Given the investment horizon of 90 days Illumina is expected to generate 1.04 times more return on investment than PharmChem. However, Illumina is 1.04 times more volatile than PharmChem. It trades about 0.06 of its potential returns per unit of risk. PharmChem is currently generating about -0.06 per unit of risk. If you would invest  12,615  in Illumina on September 25, 2024 and sell it today you would earn a total of  884.00  from holding Illumina or generate 7.01% return on investment over 90 days.
Time Period3 Months [change]
DirectionMoves Together 
StrengthInsignificant
Accuracy98.41%
ValuesDaily Returns

Illumina  vs.  PharmChem

 Performance 
       Timeline  
Illumina 

Risk-Adjusted Performance

4 of 100

 
Weak
 
Strong
Insignificant
Compared to the overall equity markets, risk-adjusted returns on investments in Illumina are ranked lower than 4 (%) of all global equities and portfolios over the last 90 days. In spite of very uncertain primary indicators, Illumina may actually be approaching a critical reversion point that can send shares even higher in January 2025.
PharmChem 

Risk-Adjusted Performance

0 of 100

 
Weak
 
Strong
Very Weak
Over the last 90 days PharmChem has generated negative risk-adjusted returns adding no value to investors with long positions. In spite of latest weak performance, the Stock's technical indicators remain healthy and the recent disarray on Wall Street may also be a sign of long period gains for the firm investors.
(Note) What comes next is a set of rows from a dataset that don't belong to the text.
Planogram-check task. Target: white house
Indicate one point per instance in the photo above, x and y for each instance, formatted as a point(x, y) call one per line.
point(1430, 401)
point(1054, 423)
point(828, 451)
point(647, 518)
Illumina and PharmChem Volatility Contrast

   Predicted Return Density   
       Returns  

Pair Trading with Illumina and PharmChem

The main advantage of trading using opposite Illumina and PharmChem positions is that it hedges away some unsystematic risk. Because of two separate transactions, even if Illumina position performs unexpectedly, PharmChem can make up some of the losses. Pair trading also minimizes risk from directional movements in the market. For example, if an entire industry or sector drops because of unexpected headlines, the short position in PharmChem will offset losses from the drop in PharmChem's long position.
The idea behind Illumina and PharmChem pairs trading is to make the combined position market-neutral, meaning the overall market's direction will not affect its win or loss (or potential downside or upside). This can be achieved by designing a pairs trade with two highly correlated stocks or equities that operate in a similar space or sector, making it possible to obtain profits through simple and relatively low-risk investment.
Check out your portfolio center.
Note that this page's information should be used as a complementary analysis to find the right mix of equity instruments to add to your existing portfolios or create a brand new portfolio. You can also try the Correlation Analysis module to reduce portfolio risk simply by holding instruments which are not perfectly correlated.